Le début de l’insurrection ressemble à un film grand public savamment monté par le réalisateur. Le croiseur Aurore, aux traits menaçants, s’avance en direction du pont Blagovechtchenski. Il tire une salve à blanc pour donner le signal de l’attaque, faisant réagir instantanément les canons de la forteresse Pierre-et-Paul qui visent le palais d’Hiver.
Pour entendre aujourd’hui l’écho de la révolution, montez à bord du croiseur Aurore à midi. Depuis 1865, l’heure dans la ville est vérifiée sur le tir d’un canon depuis la forteresse Pierre-et-Paul.
5. Prendre le palais d’Hiver
Intérieur du Palais d’Hiver. Crédit : Marina Mironova
La prise du palais d’Hiver a été immortalisée par le grand Sergueï Eisenstein dans une scène devenue mythique du film Octobre de 1927 : une foule de marins traverse en courant la place du Palais, déserte, pour arriver à la résidence impériale, escalader la grille ajourée de l’entrée principale et déferler telle une vague révolutionnaire sur l’Escalier du Jourdain.
« En réalité, la prise du palais d’Hiver ressemblait bien plus à une opération antiterroriste moderne. Sous couvert de la nuit, plusieurs groupes de soldats et de marins traversèrent en rampant la place du Palais. Les fenêtres du palais constituaient d’excellentes meurtrières et les révolutionnaires ne voulaient pas risquer leur vie pour rien. Personne n’escalada la grille, personne n’emprunta l’escalier principal du palais. Un hôpital militaire avait été installé dans les salles d’apparat. Les révolutionnaires savaient que les membres du gouvernement se trouvaient dans les chambres de l’impératrice, accessibles par une entrée spéciale (l’entrée de gauche de la façade sud). C’est comme ça qu’ils ont tranquillement pénétré à l’intérieur ».

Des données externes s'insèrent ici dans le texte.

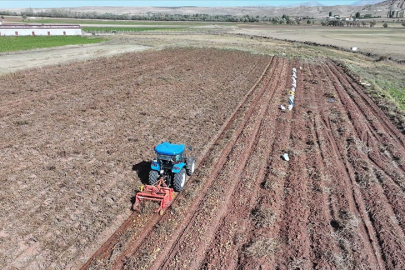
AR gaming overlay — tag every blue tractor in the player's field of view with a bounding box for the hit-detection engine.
[149,142,195,192]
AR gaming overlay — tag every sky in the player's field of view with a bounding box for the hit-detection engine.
[0,0,356,9]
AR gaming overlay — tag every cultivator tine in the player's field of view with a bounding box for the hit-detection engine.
[132,178,174,215]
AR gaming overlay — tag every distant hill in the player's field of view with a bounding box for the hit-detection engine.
[3,0,405,18]
[351,0,381,6]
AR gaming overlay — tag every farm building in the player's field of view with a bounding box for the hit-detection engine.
[0,24,82,36]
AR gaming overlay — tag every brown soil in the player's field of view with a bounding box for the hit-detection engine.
[0,49,405,269]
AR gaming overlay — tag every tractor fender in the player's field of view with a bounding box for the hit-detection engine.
[172,162,186,173]
[150,159,160,171]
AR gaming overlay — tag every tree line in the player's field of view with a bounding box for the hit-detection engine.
[0,8,314,24]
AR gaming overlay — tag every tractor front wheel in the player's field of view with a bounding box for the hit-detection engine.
[148,170,159,185]
[173,168,186,192]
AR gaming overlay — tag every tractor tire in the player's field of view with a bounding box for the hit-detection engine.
[173,168,186,192]
[186,158,195,176]
[148,170,159,185]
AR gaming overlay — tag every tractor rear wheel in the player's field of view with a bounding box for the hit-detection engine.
[148,170,159,185]
[186,158,195,176]
[173,168,186,192]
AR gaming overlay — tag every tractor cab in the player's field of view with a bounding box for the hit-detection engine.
[149,142,195,191]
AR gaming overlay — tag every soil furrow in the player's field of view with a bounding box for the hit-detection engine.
[153,58,286,269]
[199,57,288,269]
[82,56,274,269]
[322,60,403,268]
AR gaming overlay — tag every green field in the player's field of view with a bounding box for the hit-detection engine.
[0,36,105,52]
[82,26,183,32]
[16,19,235,27]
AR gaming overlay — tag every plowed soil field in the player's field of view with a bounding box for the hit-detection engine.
[0,49,405,269]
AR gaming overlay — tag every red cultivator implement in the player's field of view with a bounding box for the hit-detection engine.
[133,178,174,215]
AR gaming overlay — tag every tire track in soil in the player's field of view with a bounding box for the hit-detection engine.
[153,59,286,269]
[81,58,275,269]
[285,64,342,269]
[327,60,405,268]
[198,57,289,269]
[238,61,302,269]
[318,62,382,269]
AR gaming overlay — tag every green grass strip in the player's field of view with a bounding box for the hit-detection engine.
[24,19,235,27]
[0,36,105,52]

Vladimir Ivanov, fondateur de l’agence des visites guidées d’auteur dans Saint-Pétersbourg Smart Walks
Aujourd’hui, l’opération ne subsiste plus que dans un seul détail, mais qui vaut le déplacement. Il faut traverser les nombreuses salles du palais pour arriver dans la modeste Petite salle à manger où les derniers membres du Gouvernement provisoire tenaient une réunion dans la nuit du 25 au 26 octobre. C’est ici qu’ils ont été encerclés et arrêtés par la Garde rouge qui avait annoncé le changement du pouvoir dans le pays.
Cet instant est resté figé dans le temps : la pendule de bronze en forme de rhinocéros qui trône sur la cheminée a été arrêtée et affiche depuis des années 2 heures et 10 minutes, l’heure où l’Empire russe a sombré dans le passé pour laisser place à une histoire nouvelle.
6. Acheter un morceau de révolution
Crédit : Iouri Molodkovets
Les restes de l’époque soviétique sont vendus au marché aux puces de la perspective Oudelny [32, ruelle Oudelny], non loin de la dernière planque de Lénine. Avec un peu de chance, on peut y dénicher des choses intéressantes, comme le jeu de société Il était une fois à Petrograd où les joueurs marchent sur les pas de Lénine jusqu’à Smolny. Ou comme une étoile à cinq branches, symbole de la révolution, utilisée comme cimier pour un sapin de Noël. Le prix est toujours à débattre : les marchands de légendes ont l’habitude d’exagérer.